Rachel Lee Rubin’s Well Met: Renaissance Faires and the American Counterculture is, obviously, not about contemporary Paganism, but the two topics cross paths occasionally, as the quote above shows. Reading made me think once again that most studies of Paganism in the United States, at least, tend to shy away from class issues, although gender issues are plowed through in all directions.
Yes, the “redneck Disneyland” description comes from someone in the book. And there is this quote from a participant about Renn Faire visitors as a whole: “The ones who hate their [mundane] jobs wear really great costumes.” When you think of a song like “Take This Job and Shove It,” what social group comes to mind?
Rubin traces the Renn Faire phenomenon from one created in the mid-1960s outside Los Angeles as a fundraiser for the left-leaning Pacific Radio network. So that was “countercultural” in the 1960s sense. But it is not the 1960s anymore.
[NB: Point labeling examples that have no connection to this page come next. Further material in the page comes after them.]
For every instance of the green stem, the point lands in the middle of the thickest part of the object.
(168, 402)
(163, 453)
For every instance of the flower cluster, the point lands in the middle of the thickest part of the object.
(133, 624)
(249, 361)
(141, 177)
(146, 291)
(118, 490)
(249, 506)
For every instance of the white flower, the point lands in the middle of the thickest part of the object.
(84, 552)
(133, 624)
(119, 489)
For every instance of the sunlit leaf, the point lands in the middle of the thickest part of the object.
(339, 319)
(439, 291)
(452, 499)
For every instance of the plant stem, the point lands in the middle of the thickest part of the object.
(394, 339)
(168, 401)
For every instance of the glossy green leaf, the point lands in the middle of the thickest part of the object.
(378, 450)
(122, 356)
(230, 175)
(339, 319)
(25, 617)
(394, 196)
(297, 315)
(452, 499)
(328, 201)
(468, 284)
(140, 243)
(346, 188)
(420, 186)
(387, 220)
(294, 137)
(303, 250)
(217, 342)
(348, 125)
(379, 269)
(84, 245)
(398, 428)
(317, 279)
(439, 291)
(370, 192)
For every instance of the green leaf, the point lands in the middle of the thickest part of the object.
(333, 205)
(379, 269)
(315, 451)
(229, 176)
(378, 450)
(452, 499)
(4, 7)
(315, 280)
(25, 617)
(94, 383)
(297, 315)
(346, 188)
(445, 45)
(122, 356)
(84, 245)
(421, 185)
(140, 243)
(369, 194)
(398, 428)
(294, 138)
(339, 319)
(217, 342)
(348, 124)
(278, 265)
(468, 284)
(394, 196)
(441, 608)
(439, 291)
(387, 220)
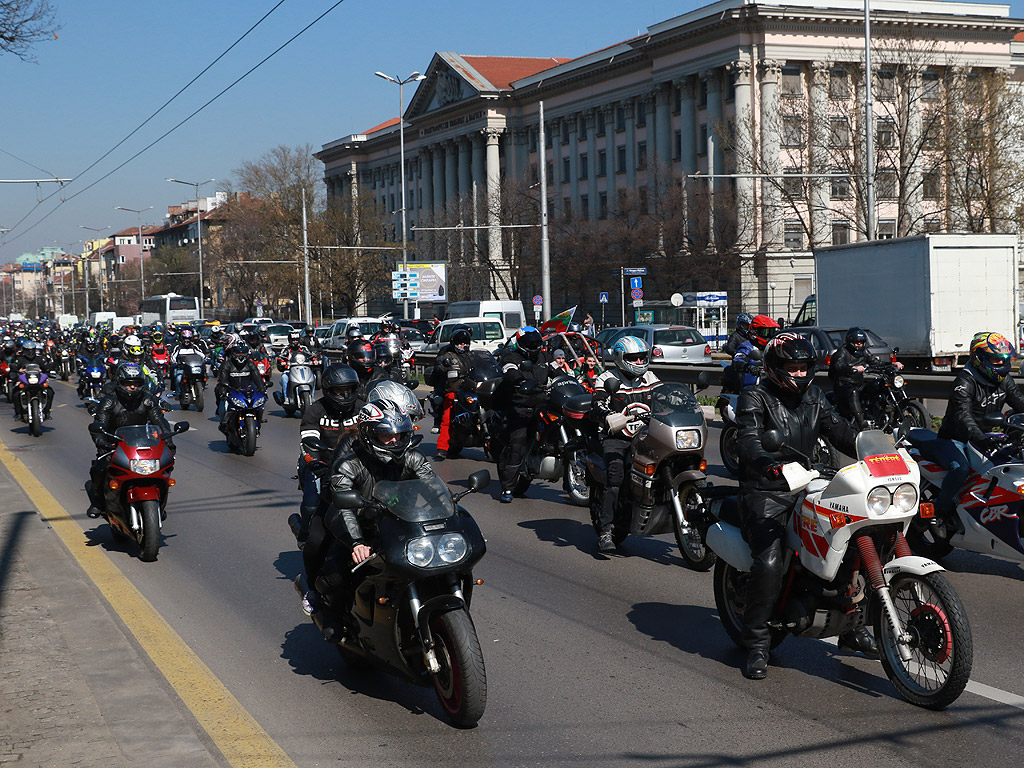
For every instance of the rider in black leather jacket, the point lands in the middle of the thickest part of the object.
(785, 400)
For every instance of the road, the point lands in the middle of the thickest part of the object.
(592, 660)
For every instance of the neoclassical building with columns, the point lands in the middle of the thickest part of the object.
(764, 98)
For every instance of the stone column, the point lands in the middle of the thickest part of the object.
(817, 141)
(771, 212)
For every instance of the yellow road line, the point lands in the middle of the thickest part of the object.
(240, 738)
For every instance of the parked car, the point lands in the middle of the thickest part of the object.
(670, 344)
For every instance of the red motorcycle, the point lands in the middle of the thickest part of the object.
(136, 483)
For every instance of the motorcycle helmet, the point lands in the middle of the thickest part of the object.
(340, 382)
(130, 383)
(991, 354)
(856, 340)
(785, 348)
(385, 430)
(632, 356)
(761, 330)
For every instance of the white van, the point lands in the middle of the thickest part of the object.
(511, 314)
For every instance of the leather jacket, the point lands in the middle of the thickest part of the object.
(972, 397)
(800, 419)
(355, 468)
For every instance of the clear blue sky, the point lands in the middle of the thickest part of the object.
(116, 61)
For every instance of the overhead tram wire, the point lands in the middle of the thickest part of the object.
(142, 124)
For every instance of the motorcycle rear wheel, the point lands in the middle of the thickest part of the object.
(148, 543)
(942, 648)
(462, 683)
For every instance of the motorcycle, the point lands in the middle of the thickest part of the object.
(192, 389)
(32, 396)
(664, 489)
(136, 484)
(245, 412)
(301, 383)
(988, 505)
(410, 611)
(847, 563)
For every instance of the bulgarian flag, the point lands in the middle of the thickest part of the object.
(558, 324)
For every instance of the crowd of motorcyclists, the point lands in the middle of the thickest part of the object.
(356, 434)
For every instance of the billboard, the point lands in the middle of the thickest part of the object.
(432, 276)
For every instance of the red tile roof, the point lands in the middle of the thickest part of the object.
(503, 71)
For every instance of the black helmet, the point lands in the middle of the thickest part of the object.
(385, 430)
(785, 348)
(130, 382)
(340, 382)
(856, 340)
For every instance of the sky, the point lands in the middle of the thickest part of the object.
(116, 62)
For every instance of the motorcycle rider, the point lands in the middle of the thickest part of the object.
(524, 371)
(453, 366)
(326, 420)
(128, 406)
(631, 360)
(784, 399)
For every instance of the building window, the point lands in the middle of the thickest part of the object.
(839, 84)
(793, 82)
(793, 130)
(793, 237)
(841, 231)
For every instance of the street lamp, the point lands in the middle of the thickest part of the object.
(141, 250)
(99, 254)
(199, 235)
(401, 152)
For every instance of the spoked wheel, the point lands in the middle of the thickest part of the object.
(462, 682)
(730, 599)
(727, 446)
(148, 543)
(941, 648)
(574, 480)
(692, 547)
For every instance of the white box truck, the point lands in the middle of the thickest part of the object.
(927, 295)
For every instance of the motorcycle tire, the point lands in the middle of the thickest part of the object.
(574, 480)
(694, 551)
(942, 649)
(248, 435)
(727, 446)
(730, 599)
(462, 683)
(148, 543)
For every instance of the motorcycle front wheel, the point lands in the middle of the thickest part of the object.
(462, 682)
(941, 647)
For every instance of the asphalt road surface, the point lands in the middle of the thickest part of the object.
(592, 660)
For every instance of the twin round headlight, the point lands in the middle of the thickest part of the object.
(904, 498)
(433, 551)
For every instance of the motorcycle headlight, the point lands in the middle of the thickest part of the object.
(144, 466)
(879, 500)
(905, 497)
(420, 552)
(687, 439)
(452, 548)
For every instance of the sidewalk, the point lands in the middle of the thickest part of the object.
(75, 689)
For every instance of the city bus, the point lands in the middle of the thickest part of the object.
(170, 308)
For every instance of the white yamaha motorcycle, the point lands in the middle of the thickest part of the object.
(847, 563)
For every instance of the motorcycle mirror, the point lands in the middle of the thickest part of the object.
(772, 440)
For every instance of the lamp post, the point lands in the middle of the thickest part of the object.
(99, 254)
(199, 236)
(401, 154)
(141, 250)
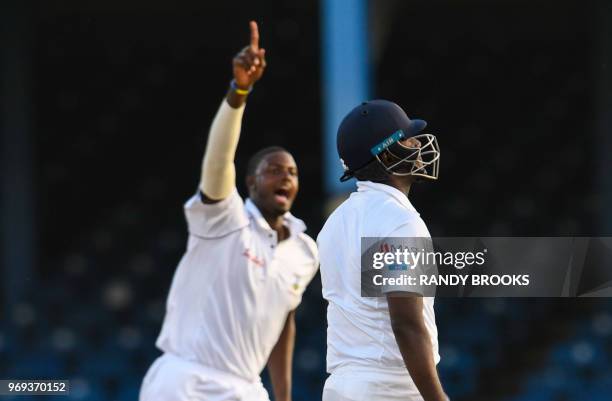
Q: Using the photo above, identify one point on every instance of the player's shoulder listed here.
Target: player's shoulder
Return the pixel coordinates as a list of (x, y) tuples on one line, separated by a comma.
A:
[(309, 245)]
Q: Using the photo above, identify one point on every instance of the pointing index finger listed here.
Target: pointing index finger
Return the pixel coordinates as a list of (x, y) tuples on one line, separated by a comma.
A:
[(254, 35)]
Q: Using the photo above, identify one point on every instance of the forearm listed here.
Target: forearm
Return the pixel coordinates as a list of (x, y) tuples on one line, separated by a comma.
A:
[(415, 345), (218, 171), (280, 361)]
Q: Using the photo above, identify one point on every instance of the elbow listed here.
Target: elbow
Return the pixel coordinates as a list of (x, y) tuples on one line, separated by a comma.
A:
[(409, 329)]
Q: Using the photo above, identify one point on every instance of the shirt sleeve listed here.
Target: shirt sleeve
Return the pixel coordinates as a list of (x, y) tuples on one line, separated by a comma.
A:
[(415, 267), (215, 220)]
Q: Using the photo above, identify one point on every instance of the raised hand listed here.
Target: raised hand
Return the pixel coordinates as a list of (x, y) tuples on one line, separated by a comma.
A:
[(250, 63)]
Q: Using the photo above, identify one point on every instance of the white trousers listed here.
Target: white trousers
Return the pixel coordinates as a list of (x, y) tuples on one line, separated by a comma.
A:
[(365, 384), (171, 378)]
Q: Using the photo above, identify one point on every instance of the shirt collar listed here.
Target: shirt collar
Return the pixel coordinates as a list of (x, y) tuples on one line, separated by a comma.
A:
[(364, 186), (295, 225)]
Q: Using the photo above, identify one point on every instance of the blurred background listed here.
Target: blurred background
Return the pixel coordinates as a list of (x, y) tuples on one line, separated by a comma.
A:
[(105, 111)]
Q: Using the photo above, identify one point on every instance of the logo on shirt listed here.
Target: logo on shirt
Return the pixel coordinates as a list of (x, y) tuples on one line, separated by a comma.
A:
[(249, 255)]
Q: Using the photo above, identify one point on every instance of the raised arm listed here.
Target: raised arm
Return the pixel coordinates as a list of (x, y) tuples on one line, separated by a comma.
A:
[(218, 171)]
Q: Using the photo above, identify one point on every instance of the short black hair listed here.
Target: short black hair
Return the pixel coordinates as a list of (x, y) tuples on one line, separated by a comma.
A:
[(373, 171), (254, 161)]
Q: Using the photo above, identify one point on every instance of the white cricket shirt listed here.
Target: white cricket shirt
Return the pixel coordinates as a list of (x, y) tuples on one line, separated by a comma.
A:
[(359, 329), (234, 286)]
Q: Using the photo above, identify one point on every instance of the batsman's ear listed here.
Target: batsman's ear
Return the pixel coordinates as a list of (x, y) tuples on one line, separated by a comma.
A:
[(250, 181)]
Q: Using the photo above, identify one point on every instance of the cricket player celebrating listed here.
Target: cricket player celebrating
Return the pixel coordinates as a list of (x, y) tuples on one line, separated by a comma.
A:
[(230, 310), (378, 348)]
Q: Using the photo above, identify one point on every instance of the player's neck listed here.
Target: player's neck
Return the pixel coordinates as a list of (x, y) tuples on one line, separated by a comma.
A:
[(402, 184), (276, 223)]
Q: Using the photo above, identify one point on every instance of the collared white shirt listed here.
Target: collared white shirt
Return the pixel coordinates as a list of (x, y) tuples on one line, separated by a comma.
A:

Who goes to Renn Faires? The (mostly) white lower-middle and working class, I would say.
Somewhat like the Renn Faires, the Pagan movement in America was mostly birthed by leftish intellectual bohemians (but not totally). Decades later, should the movement still be described that way? I don’t think so. But who is researching this question?
And apparently the “crackpot religion” of Wicca is one of those currently countercultural things to have found a home on the Renn Faire circuit, along with homosexuality and polyamory (216).
At least two questions drive the narrative and analysis of Well Met. One concerns the potential centrality of the Renaissance faire to our understanding of the counterculture in the 1960s and 1970s. Is the faire essential to the story of hippie explorations into communalism, antimodernism, and craft revival, as well as rock and folk music revivals? Rubin gives a resounding, and rather persuasive, yes. Another question that the author specifically poses in her introduction is, “To what concrete personal, political, and cultural uses can a group of Americans put a past that, for the most part, is not their own?” (p. 3). Answers to that question have evolved over the faire’s history.
There is (who knew? not me) a chapter devoted to a subgenre of romance novels set at Renaissance Faires, of which I can say only that that is not as strange as romance novels set in Amish communities, which is another subgenre.